Au premier rang de ces récupérateurs, on retrouve Florian Philippot. Alors qu'il jouait en deuxième division depuis qu'il a quitté le Rassemblement national après la dernière présidentielle pour fonder les Patriotes, l'ancien bras droit de Marine Le Pen a retrouvé un second souffle avec la pandémie, et en accusant le gouvernement d'impréparation, d'incompétence et d'autoritarisme sur fond de complotisme. Depuis plusieurs semaines, il exhorte ses partisans à aller manifester devant le ministère de la Santé le samedi et commence à agréger jusqu'aux groupuscules les plus radicaux. Partisan de la désobéissance civile, il a appelé dimanche sur CNews les Français à «brûler leur masque» et a tweeté samedi, goguenard : «Et vous, avez-vous déjà choisi ce que vous voulez manger lundi au restaurant ?», appelant implicitement à se rendre dans les établissements qui ouvriraient leurs portes ce lundi.
Position cocasse
Outre les conspirationnistes forcenés, qui maintiennent que toute cette crise n'est qu'un complot, le mouvement séduit ainsi les franges les plus radicales, à l'image du néofasciste Yvan Benedetti, qui a appelé à soutenir les restaurateurs ouverts et à mettre fin à la «tyrannie sanitaire». Présent lui aussi à la manifestation de Philippot samedi, le leader du Mouvement national démocrate (ex-Dissidence française), Vincent Vauclin a lui aussi exhorté les Français à se «libérer» de la «dictature sanitaire» par la «désobéissance civile et non violente». Une position cocasse pour un groupe néofasciste qui prônait à ses débuts le renversement du pouvoir par un coup d'Etat militaire.
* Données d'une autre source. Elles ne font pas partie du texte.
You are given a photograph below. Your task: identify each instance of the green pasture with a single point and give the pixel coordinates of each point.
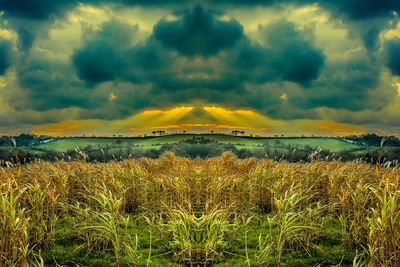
(64, 145)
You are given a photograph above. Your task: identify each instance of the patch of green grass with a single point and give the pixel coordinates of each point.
(63, 145)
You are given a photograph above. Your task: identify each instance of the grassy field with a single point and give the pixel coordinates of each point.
(215, 212)
(63, 145)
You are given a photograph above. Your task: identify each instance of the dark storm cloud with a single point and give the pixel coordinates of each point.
(5, 56)
(392, 55)
(288, 55)
(199, 32)
(96, 62)
(108, 56)
(164, 69)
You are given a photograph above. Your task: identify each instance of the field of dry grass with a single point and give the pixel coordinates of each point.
(219, 211)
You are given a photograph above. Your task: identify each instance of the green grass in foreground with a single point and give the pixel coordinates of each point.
(69, 251)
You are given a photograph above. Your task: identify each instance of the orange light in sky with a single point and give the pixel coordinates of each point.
(209, 126)
(329, 127)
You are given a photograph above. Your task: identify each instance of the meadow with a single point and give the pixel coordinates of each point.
(63, 145)
(200, 212)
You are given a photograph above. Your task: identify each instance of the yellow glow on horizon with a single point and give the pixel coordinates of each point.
(187, 126)
(330, 127)
(393, 33)
(112, 96)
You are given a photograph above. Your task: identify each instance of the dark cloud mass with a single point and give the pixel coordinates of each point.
(198, 32)
(199, 50)
(5, 54)
(392, 55)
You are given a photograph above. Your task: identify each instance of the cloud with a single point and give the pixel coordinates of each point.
(392, 55)
(291, 65)
(5, 56)
(198, 32)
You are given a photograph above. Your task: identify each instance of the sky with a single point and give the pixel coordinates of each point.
(293, 67)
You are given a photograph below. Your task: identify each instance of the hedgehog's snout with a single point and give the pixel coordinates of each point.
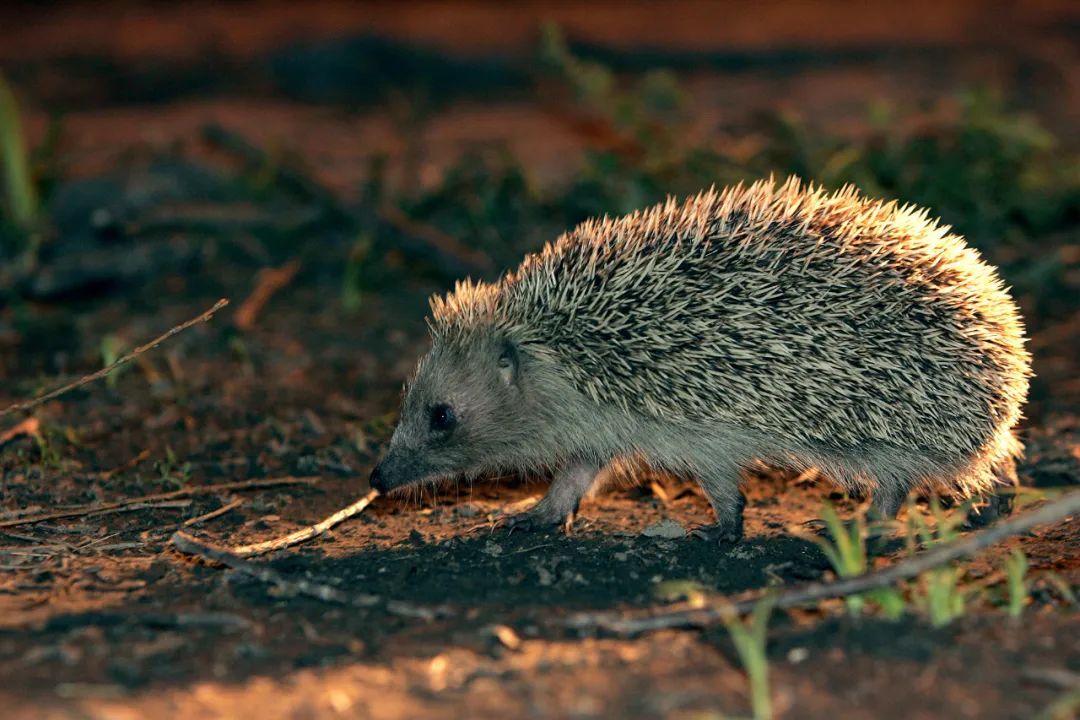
(377, 480)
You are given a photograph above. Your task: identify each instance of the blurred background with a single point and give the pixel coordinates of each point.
(328, 165)
(157, 154)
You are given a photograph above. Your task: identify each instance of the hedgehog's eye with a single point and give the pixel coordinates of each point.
(443, 418)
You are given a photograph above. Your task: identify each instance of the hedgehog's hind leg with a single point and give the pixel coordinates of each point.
(720, 483)
(996, 503)
(568, 486)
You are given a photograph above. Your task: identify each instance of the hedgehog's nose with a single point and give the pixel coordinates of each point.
(377, 480)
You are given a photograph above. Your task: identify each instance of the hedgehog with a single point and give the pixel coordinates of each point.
(777, 324)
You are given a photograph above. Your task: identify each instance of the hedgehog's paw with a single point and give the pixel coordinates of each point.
(989, 510)
(720, 533)
(542, 517)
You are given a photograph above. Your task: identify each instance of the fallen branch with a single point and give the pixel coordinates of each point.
(26, 405)
(269, 281)
(184, 492)
(216, 513)
(189, 545)
(713, 613)
(29, 426)
(308, 532)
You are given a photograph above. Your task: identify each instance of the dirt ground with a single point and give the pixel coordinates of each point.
(100, 617)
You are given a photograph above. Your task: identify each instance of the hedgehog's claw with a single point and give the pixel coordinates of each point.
(721, 533)
(540, 518)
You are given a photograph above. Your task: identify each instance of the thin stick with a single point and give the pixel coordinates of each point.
(26, 405)
(308, 532)
(187, 544)
(216, 513)
(711, 614)
(183, 492)
(270, 280)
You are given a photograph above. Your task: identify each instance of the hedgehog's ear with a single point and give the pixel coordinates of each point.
(508, 362)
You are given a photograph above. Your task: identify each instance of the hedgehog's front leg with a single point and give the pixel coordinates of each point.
(567, 488)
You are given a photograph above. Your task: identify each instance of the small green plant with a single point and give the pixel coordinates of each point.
(750, 639)
(939, 593)
(170, 469)
(943, 597)
(1018, 586)
(846, 551)
(352, 282)
(845, 548)
(21, 195)
(49, 449)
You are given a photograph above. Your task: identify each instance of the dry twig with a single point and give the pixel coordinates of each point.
(26, 405)
(270, 280)
(189, 545)
(1052, 512)
(308, 532)
(216, 513)
(29, 426)
(131, 503)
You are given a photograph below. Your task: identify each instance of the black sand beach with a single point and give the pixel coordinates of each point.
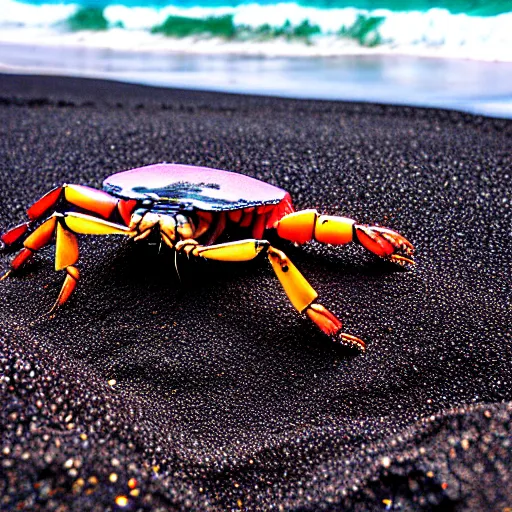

Même son de cloche du côté de l'Action française, qui tweete : «La #Desobeissancecivile est le cri des peuples qui ne veulent pas mourir des mesures liberticides qui anéantissent leur vie sociale».
Sur la messagerie cryptée Telegram, des groupes affinitaires radicaux forts de plusieurs milliers d'abonnés font également la promotion de ce mouvement, allant jusqu'à diffuser une carte des restaurants ouverts (qui était, ce lundi midi, encore désespérément vide et «en construction»…). Ils appellent en outre à la «fin du port du masque», «la fin des gestes barrières» et au «non-respect du couvre-feu». Ils dénoncent enfin une prétendue «terreur républicaine» après la menace du ministre de l'Economie Bruno Le Maire de suspendre le versement du fonds de solidarité aux restaurateurs qui ouvriraient leurs portes.
Le journal le Monde note enfin que le Rassemblement national «se tient à l'écart de ces mouvements de désobéissance trop éruptifs» car Marine Le Pen tient à ne pas entacher l'image d'un «parti de l'ordre» qu'elle a œuvré à dédiaboliser. Mais le RN se garde bien de condamner ces initiatives, laissant même certains de ses cadres envoyer des gages, comme s'il se tenait en embuscade.